What is going on now with your patient?
- Medication side effect
- New onset psoriasis
- Palmoplantar pustulosis
- Contact dermatitis
C. Palmoplantar pustulosis
This is palmoplantar pustulosis (PPP). About 10-30% of patients can develop skin manifestations.There is also a related syndrome called Synovitis, Acne, Pustulosis, Hyperostosis, Osteitis (SAPHO) that primarily presents in adults, but can also manifest in children and adolescents. SAPHO may be part of CNO’s disease spectrum or its presentation in a different age group. The degree of skin involvement and location of osteitis may help distinguish these entities. The peripheral skeleton is more often affected in CNO, whereas, in SAPHO, the axial skeleton and costosternoclavicular region are more often involved. The most classic skin lesions seen in persons with SAPHO include palmoplantar pustulosis (PPP) and acne. Skin manifestations do not always occur with the musculoskeletal symptoms and can appear many years later after the onset of bone manifestations (1-4).

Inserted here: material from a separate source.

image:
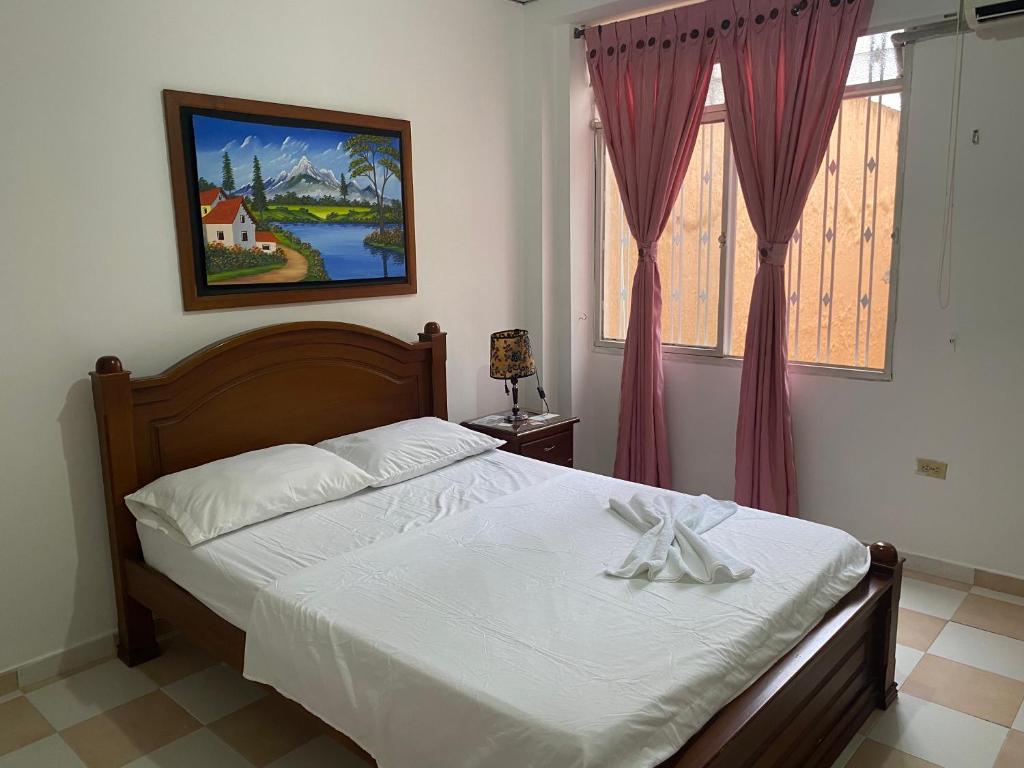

- Skrabl-Baumgartner A, Singer P, Greimel T, Gorkiewicz G, Hermann J. Chronic non-bacterial osteomyelitis: a comparative study between children and adults. Pediatric Rheumatology. 2019 Dec;17(1):49.
- Letts M, Davidson D, Birdi N, Joseph M. The SAPHO syndrome in children: a rare cause of hyperostosis and osteitis. Journal of Pediatric Orthopaedics. 1999 May 1;19(3):297-300.
- Roderick MR, Sen ES, Ramanan AV. Chronic recurrent multifocal osteomyelitis in children and adults: current understanding and areas for development. Rheumatology. 2018 Jan 1;57(1):41-8.
- Rohekar G, Inman RD. Conundrums in nosology: synovitis, acne, pustulosis, hyperostosis, and osteitis syndrome and spondylarthritis. Arthritis Rheum. 2006;55(4):665–9.